The Canadian photographer’s images capture the human side of an unwinnable war
Larry Towell was in New York for a meeting when he heard that the twin towers had been hit. He immediately grabbed his camera and ran to the scene; his resulting images of dazed and dust-covered New Yorkers have become iconic. That reaction was part of a pattern for the 58-year-old Towell, who for more than three decades has been travelling from his southwestern Ontario home to places like Nicaragua, Lebanon, the Gaza Strip and South Africa to take photos of people caught up in bitter, bloody conflicts. Beginning in 2008, Towell went to Afghanistan to witness first-hand the war that had been sparked by 9/11. He spent months in the country, and though he spent some time embedded with U.S. military units, he was determined to take pictures that said more than what government and political officials were telling the world. Many of his stark and unnerving photos are now on display at the ROM as part of a joint exhibition with the Irish photographer Donovan Wylie. We asked Towell to give us the backstory on some of the show’s unforgettable scenes.

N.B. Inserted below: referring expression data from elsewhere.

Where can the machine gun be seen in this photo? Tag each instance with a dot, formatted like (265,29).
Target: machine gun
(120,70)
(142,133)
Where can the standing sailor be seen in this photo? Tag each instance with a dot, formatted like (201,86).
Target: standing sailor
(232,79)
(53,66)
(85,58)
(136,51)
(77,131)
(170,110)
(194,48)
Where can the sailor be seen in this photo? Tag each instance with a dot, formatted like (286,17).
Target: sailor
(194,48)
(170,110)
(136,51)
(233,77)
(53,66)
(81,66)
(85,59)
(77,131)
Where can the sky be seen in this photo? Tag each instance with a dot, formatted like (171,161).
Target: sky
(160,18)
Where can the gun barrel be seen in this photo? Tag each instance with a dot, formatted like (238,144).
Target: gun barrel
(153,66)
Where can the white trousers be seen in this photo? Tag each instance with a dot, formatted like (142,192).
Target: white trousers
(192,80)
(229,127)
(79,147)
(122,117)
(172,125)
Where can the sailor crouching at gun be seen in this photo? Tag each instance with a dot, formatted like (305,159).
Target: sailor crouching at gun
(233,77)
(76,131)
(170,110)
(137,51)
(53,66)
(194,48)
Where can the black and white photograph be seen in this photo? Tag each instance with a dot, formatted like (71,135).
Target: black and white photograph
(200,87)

“Afghan National Army Recruits in Training” “These guys don’t have any loyalty to the state—they’re tribal people. Some of them get their basic training, get paid and go back to their villages. Then they return and enroll again under a different name. It’s a joke.”
“Woman Selling Magazines” “Women beggars are a familiar sight in Kabul. One who happens to be selling glamour magazines is an oddity, however. I’d never seen it before. This woman is begging near the Serena Hotel, where a lot of foreigners stay.”
“Village Elder and Daughter With U.S. Military” “This is a meeting between Americans and village elders. The soldiers talk about a road or an irrigation canal they want to build. The old guys then go across the mountains into Pakistan to ask the Taliban. It’s the Taliban who decide what gets built.”